- Born: c. 1973; 53 years ago Swindon, United Kingdom
- Education: University of California, Santa Barbara
- Occupations: Entrepreneur, investor
- Known for: Founding of companies Zappos, Basecamp Fitness and investor in Golden State Warriors sports team

= Nick Swinmurn =

American businessman

Nick Swinmurn is an American entrepreneur and investor who is best known as the founder of the online shoe store company Zappos. He started the company in 1999 and left in 2006, before it reached $1 billion sales in 2008 and was sold to Amazon. He is also an investor in a number of sports teams in the United States and Europe.

==Early life and education ==
Swinmurn was born in England and moved to the United States at the age of seven, growing up in the Bay Area of California. His father was an engineer and his mother was a teacher. He graduated from Los Altos High School and proceeded to earn a degree in Film Studies from the University of California, Santa Barbara, in 1995.

== Career ==
After college, Swinmurn initially worked in ticket sales for the San Bernardino Stampede minor-league baseball team and then for the San Diego Padres.

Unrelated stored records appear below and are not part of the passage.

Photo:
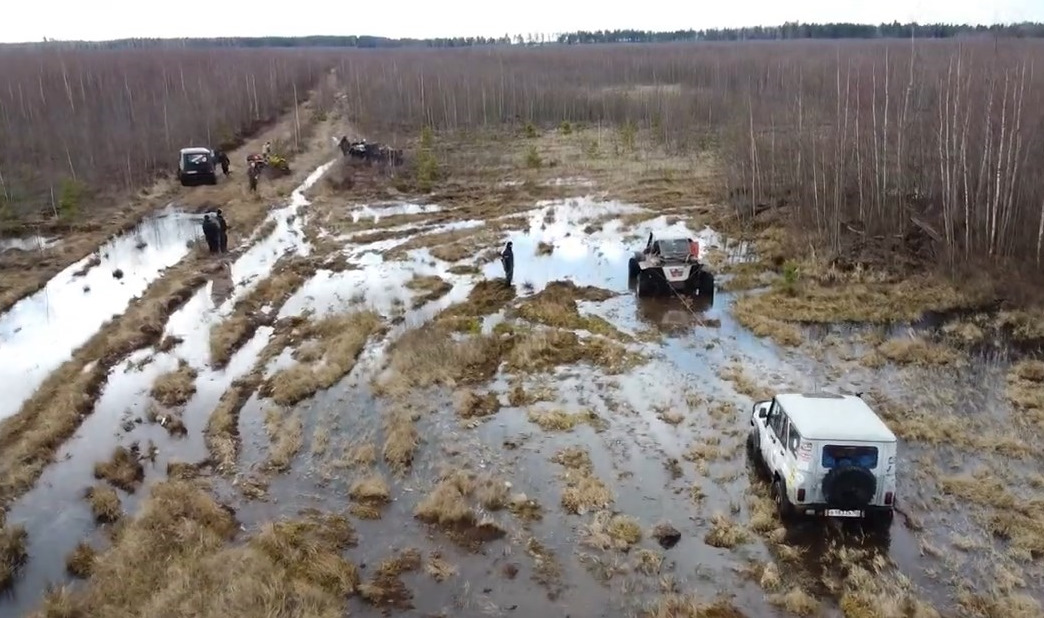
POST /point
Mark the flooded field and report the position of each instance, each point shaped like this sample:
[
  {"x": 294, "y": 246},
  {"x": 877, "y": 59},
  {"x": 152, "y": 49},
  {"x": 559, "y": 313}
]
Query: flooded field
[{"x": 459, "y": 447}]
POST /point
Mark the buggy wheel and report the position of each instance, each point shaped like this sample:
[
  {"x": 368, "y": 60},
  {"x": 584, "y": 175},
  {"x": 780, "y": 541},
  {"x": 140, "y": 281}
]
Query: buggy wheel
[
  {"x": 633, "y": 268},
  {"x": 783, "y": 505},
  {"x": 705, "y": 283}
]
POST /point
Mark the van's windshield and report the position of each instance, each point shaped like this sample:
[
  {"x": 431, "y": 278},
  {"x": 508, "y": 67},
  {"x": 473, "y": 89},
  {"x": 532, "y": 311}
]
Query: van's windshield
[{"x": 834, "y": 455}]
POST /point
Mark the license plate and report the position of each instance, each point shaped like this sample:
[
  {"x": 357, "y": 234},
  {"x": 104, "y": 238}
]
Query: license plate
[{"x": 840, "y": 513}]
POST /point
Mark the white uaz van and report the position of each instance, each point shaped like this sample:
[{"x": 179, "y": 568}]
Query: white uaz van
[{"x": 826, "y": 454}]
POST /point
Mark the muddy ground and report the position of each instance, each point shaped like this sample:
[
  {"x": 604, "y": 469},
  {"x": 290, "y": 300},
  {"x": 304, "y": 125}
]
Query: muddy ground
[{"x": 358, "y": 410}]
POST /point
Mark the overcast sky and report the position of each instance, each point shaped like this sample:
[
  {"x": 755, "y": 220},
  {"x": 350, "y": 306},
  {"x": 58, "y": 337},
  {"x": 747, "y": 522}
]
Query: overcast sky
[{"x": 32, "y": 20}]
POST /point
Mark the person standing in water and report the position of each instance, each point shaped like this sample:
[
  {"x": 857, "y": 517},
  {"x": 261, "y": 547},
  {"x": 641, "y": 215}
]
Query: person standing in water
[
  {"x": 211, "y": 232},
  {"x": 507, "y": 259},
  {"x": 222, "y": 237}
]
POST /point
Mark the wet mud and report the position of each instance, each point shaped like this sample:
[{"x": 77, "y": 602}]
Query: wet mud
[{"x": 667, "y": 437}]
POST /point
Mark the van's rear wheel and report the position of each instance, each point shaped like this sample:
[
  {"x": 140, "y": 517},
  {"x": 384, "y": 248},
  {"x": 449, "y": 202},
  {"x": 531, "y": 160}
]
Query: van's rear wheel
[{"x": 783, "y": 506}]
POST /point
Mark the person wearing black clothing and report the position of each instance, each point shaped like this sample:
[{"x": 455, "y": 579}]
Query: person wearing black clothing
[
  {"x": 507, "y": 259},
  {"x": 211, "y": 232},
  {"x": 222, "y": 159},
  {"x": 222, "y": 237}
]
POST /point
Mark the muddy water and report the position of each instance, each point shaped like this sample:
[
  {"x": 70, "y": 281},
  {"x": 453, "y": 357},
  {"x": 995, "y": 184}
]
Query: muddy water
[
  {"x": 120, "y": 416},
  {"x": 41, "y": 331},
  {"x": 630, "y": 454},
  {"x": 27, "y": 243}
]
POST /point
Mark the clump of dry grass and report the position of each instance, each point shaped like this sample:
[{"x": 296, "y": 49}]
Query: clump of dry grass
[
  {"x": 726, "y": 532},
  {"x": 762, "y": 326},
  {"x": 80, "y": 561},
  {"x": 1025, "y": 386},
  {"x": 287, "y": 276},
  {"x": 555, "y": 306},
  {"x": 14, "y": 541},
  {"x": 743, "y": 383},
  {"x": 401, "y": 437},
  {"x": 448, "y": 505},
  {"x": 917, "y": 351},
  {"x": 123, "y": 470},
  {"x": 174, "y": 388},
  {"x": 104, "y": 503},
  {"x": 372, "y": 493},
  {"x": 796, "y": 601},
  {"x": 558, "y": 420},
  {"x": 385, "y": 590},
  {"x": 675, "y": 605},
  {"x": 608, "y": 530},
  {"x": 173, "y": 560},
  {"x": 429, "y": 287},
  {"x": 340, "y": 338},
  {"x": 584, "y": 492},
  {"x": 470, "y": 404},
  {"x": 221, "y": 434},
  {"x": 647, "y": 562},
  {"x": 439, "y": 568},
  {"x": 29, "y": 440},
  {"x": 285, "y": 432}
]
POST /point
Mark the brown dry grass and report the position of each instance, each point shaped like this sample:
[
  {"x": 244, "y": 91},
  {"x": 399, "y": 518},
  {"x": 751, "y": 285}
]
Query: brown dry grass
[
  {"x": 104, "y": 503},
  {"x": 874, "y": 298},
  {"x": 428, "y": 287},
  {"x": 677, "y": 605},
  {"x": 470, "y": 404},
  {"x": 176, "y": 387},
  {"x": 339, "y": 339},
  {"x": 173, "y": 560},
  {"x": 584, "y": 492},
  {"x": 221, "y": 434},
  {"x": 385, "y": 589},
  {"x": 439, "y": 568},
  {"x": 449, "y": 507},
  {"x": 608, "y": 530},
  {"x": 555, "y": 306},
  {"x": 558, "y": 420},
  {"x": 80, "y": 561},
  {"x": 726, "y": 532},
  {"x": 29, "y": 440},
  {"x": 123, "y": 470},
  {"x": 371, "y": 491},
  {"x": 401, "y": 437},
  {"x": 14, "y": 541},
  {"x": 287, "y": 276},
  {"x": 285, "y": 434}
]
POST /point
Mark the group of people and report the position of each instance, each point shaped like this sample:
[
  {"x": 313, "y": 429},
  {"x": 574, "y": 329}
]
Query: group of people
[{"x": 216, "y": 232}]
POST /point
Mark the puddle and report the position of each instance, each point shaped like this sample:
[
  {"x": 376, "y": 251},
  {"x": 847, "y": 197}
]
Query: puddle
[
  {"x": 376, "y": 212},
  {"x": 40, "y": 332},
  {"x": 691, "y": 346},
  {"x": 28, "y": 243},
  {"x": 125, "y": 397}
]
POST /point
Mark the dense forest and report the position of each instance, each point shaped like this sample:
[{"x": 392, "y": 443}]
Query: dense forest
[{"x": 786, "y": 31}]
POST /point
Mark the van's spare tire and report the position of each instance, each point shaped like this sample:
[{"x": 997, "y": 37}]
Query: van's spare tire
[{"x": 849, "y": 486}]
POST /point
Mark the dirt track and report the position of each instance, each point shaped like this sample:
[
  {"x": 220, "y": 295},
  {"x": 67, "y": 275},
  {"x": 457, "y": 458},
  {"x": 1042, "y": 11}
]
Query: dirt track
[{"x": 502, "y": 451}]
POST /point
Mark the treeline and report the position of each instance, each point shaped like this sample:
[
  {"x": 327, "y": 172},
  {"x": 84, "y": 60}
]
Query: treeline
[
  {"x": 792, "y": 30},
  {"x": 93, "y": 120},
  {"x": 874, "y": 139}
]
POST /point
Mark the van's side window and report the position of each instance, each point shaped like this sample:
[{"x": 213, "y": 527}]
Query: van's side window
[
  {"x": 793, "y": 440},
  {"x": 778, "y": 423}
]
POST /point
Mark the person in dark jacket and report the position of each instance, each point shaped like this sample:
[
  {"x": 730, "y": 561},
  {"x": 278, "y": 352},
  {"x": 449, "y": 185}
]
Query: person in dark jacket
[
  {"x": 222, "y": 159},
  {"x": 211, "y": 231},
  {"x": 507, "y": 259},
  {"x": 222, "y": 237},
  {"x": 252, "y": 175}
]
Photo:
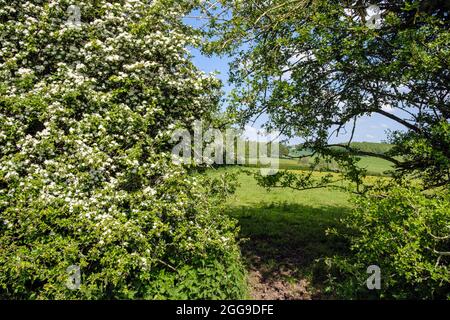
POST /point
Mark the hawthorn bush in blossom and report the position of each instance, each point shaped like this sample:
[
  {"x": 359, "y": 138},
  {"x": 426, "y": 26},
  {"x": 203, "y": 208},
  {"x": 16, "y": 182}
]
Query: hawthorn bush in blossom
[{"x": 86, "y": 177}]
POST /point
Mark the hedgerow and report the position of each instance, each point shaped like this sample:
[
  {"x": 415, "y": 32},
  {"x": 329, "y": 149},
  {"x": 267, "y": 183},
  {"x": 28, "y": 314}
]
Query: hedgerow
[
  {"x": 406, "y": 233},
  {"x": 86, "y": 177}
]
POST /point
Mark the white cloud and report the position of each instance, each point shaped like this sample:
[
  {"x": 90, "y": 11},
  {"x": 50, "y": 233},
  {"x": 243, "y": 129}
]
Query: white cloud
[{"x": 387, "y": 108}]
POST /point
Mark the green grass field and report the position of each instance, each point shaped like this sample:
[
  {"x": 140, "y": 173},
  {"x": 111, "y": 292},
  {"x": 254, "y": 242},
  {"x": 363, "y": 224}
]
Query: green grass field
[
  {"x": 374, "y": 166},
  {"x": 282, "y": 233}
]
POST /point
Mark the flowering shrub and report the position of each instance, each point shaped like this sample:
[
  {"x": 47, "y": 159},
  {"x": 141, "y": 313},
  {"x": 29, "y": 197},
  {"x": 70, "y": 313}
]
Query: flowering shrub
[{"x": 86, "y": 177}]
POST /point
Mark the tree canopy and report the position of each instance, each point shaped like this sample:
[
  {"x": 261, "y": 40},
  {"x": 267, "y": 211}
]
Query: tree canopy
[{"x": 315, "y": 67}]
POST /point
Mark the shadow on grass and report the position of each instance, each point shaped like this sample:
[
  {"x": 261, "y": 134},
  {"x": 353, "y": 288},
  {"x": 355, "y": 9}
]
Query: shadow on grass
[{"x": 280, "y": 243}]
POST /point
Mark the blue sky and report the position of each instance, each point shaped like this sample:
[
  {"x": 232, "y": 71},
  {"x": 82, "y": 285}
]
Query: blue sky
[{"x": 370, "y": 129}]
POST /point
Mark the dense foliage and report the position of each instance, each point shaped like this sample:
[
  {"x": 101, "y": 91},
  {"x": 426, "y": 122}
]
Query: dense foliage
[
  {"x": 316, "y": 67},
  {"x": 407, "y": 234},
  {"x": 86, "y": 177}
]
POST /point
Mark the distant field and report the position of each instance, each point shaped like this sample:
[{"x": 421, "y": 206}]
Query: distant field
[{"x": 374, "y": 166}]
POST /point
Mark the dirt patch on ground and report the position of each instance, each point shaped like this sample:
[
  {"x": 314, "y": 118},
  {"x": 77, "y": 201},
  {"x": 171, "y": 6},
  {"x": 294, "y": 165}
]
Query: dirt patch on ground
[
  {"x": 270, "y": 289},
  {"x": 273, "y": 281}
]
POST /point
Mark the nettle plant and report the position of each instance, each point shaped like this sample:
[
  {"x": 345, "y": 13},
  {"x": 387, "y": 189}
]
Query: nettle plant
[{"x": 89, "y": 91}]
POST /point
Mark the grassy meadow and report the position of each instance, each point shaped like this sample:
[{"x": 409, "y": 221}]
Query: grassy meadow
[{"x": 283, "y": 231}]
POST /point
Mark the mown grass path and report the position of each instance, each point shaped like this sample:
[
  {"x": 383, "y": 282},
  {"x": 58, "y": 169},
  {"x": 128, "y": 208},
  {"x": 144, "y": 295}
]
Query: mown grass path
[{"x": 283, "y": 233}]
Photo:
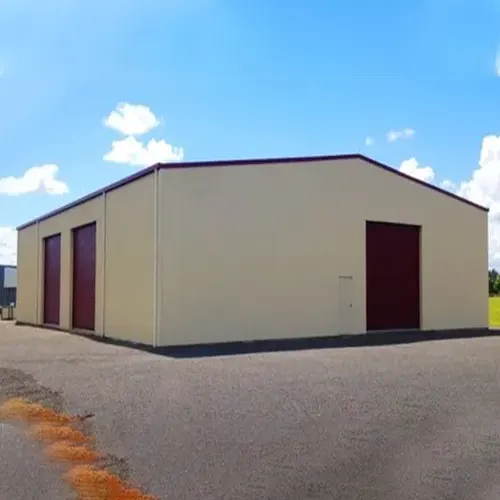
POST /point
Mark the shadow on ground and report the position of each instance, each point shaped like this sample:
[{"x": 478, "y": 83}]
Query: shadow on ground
[{"x": 335, "y": 342}]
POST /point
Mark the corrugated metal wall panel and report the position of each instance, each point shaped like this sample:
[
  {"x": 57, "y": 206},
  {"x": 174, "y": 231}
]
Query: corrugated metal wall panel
[{"x": 392, "y": 276}]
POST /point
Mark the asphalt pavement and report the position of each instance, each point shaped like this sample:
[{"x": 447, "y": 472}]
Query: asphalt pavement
[{"x": 414, "y": 421}]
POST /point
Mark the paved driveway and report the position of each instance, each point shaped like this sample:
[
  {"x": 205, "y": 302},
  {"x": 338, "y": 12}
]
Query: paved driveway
[{"x": 416, "y": 421}]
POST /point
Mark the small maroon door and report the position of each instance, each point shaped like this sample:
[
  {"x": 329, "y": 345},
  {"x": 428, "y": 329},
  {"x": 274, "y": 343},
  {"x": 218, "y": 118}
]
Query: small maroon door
[
  {"x": 51, "y": 279},
  {"x": 84, "y": 259},
  {"x": 392, "y": 276}
]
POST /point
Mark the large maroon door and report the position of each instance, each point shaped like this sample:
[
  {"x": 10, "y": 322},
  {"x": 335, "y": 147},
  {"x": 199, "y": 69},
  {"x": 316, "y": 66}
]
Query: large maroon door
[
  {"x": 51, "y": 279},
  {"x": 392, "y": 276},
  {"x": 84, "y": 257}
]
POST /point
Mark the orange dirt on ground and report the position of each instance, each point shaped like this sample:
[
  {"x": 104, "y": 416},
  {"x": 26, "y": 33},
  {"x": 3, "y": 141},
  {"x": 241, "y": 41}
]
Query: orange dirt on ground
[
  {"x": 71, "y": 447},
  {"x": 20, "y": 409},
  {"x": 94, "y": 484},
  {"x": 49, "y": 432},
  {"x": 66, "y": 452}
]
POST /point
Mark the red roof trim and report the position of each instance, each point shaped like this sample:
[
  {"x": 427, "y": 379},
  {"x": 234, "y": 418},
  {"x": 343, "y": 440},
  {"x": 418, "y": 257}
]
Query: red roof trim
[{"x": 228, "y": 163}]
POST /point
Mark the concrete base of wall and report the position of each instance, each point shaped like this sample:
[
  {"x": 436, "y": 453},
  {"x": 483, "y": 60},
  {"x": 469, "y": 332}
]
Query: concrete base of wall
[{"x": 260, "y": 346}]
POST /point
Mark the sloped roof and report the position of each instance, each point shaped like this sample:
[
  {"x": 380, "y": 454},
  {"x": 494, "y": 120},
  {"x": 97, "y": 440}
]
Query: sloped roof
[{"x": 249, "y": 162}]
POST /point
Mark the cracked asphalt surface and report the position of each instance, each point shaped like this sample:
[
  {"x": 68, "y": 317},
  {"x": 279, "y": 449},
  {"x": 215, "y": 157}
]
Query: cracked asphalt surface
[{"x": 414, "y": 421}]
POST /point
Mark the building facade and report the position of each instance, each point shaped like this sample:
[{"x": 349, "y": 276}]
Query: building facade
[{"x": 261, "y": 249}]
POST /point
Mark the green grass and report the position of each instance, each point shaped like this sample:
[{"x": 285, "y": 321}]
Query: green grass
[{"x": 495, "y": 312}]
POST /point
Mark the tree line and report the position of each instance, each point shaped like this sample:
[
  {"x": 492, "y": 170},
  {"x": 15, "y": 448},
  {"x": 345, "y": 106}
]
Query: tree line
[{"x": 494, "y": 282}]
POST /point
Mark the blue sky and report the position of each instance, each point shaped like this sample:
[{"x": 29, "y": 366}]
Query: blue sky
[{"x": 234, "y": 79}]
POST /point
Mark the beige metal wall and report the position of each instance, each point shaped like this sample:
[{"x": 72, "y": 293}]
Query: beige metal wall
[
  {"x": 256, "y": 252},
  {"x": 129, "y": 286},
  {"x": 124, "y": 246}
]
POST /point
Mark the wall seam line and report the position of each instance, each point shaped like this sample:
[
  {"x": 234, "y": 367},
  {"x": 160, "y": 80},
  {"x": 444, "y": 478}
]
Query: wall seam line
[
  {"x": 155, "y": 258},
  {"x": 103, "y": 276}
]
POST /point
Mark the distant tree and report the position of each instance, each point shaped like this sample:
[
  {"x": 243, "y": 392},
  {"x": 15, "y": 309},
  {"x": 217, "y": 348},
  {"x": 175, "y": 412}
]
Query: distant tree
[{"x": 493, "y": 282}]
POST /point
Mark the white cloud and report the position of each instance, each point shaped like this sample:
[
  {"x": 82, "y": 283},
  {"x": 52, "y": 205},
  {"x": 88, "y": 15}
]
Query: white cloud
[
  {"x": 412, "y": 168},
  {"x": 133, "y": 152},
  {"x": 131, "y": 119},
  {"x": 36, "y": 179},
  {"x": 448, "y": 185},
  {"x": 484, "y": 188},
  {"x": 395, "y": 135},
  {"x": 8, "y": 246}
]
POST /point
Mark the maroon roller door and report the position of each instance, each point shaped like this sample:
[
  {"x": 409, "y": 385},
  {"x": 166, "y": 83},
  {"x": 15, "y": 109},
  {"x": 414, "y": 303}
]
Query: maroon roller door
[
  {"x": 392, "y": 276},
  {"x": 51, "y": 279},
  {"x": 84, "y": 257}
]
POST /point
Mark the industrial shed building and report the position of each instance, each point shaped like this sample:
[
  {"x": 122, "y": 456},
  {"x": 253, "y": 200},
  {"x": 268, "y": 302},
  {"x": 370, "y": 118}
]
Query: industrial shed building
[{"x": 208, "y": 252}]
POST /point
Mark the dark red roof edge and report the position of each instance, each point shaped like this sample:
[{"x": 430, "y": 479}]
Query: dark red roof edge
[{"x": 227, "y": 163}]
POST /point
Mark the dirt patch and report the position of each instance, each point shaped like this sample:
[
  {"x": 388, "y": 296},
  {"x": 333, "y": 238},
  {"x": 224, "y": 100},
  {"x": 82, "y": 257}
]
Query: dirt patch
[{"x": 68, "y": 438}]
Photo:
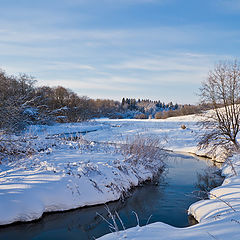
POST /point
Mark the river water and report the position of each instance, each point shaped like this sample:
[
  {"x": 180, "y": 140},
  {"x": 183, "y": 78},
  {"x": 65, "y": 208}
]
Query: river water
[{"x": 165, "y": 200}]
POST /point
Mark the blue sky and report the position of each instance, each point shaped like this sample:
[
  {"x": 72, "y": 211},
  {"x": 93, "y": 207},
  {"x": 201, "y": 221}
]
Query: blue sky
[{"x": 158, "y": 49}]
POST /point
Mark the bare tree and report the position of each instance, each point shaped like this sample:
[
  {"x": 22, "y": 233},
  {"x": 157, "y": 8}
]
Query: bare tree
[{"x": 221, "y": 91}]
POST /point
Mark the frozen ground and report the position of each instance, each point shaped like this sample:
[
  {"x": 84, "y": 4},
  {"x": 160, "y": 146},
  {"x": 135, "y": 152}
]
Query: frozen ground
[{"x": 70, "y": 174}]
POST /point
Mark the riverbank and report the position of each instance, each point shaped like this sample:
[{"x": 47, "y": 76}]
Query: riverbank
[
  {"x": 218, "y": 216},
  {"x": 66, "y": 176}
]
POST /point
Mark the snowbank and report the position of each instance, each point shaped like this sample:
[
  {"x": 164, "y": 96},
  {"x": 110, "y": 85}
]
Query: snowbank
[{"x": 70, "y": 176}]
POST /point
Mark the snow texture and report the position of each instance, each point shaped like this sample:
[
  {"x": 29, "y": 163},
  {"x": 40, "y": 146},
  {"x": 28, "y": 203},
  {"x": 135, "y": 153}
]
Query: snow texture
[{"x": 70, "y": 174}]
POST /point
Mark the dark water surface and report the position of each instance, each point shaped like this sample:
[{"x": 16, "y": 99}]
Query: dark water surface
[{"x": 166, "y": 201}]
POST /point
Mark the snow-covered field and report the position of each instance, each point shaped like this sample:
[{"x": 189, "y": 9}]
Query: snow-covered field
[{"x": 71, "y": 174}]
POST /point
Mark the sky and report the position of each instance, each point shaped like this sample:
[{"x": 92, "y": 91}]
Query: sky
[{"x": 157, "y": 49}]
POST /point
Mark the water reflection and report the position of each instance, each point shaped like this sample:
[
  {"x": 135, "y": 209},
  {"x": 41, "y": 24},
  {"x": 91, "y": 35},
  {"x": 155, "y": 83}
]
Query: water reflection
[{"x": 166, "y": 200}]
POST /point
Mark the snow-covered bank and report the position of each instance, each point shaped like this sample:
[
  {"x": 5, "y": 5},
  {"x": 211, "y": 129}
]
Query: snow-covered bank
[
  {"x": 70, "y": 177},
  {"x": 218, "y": 216}
]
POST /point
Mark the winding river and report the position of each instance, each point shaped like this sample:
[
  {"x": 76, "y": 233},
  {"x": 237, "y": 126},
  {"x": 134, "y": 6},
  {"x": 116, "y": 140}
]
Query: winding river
[{"x": 166, "y": 199}]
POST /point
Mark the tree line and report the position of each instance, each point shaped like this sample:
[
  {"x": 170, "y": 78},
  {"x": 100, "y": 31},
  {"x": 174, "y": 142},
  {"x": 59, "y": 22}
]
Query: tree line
[{"x": 22, "y": 103}]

He then returned to northern California and worked at Autoweb.com, saying he was inspired by the 'anything is possible' attitude of the founders. He left Autoweb in 1998 and considered other options such as running a portal for students before finally deciding to start Zappos.

Swinmurn worked as a contractor for Silicon Graphics in order to raise funds for an online shoe store, initially called Shoesite.com. He started Zappos in 1999.

Swinmurn left Zappos in 2006 and started a number of companies, some successful and others not. He was the founder of Basecamp Fitness which was acquired by SE Brands in 2018. He also founded Dethrone Royalty, which is now owned by his brother Dan and caters to fans of mixed martial arts.

==Sports team ownerships==
Swinmurn is an investor in the Golden State Warriors and Leeds United F.C. ownership groups.

He previously owned the San Jose Earthquakes affiliate Burlingame Dragons FC and was the majority investor in FC Helsingør prior to its sale to a local Danish group.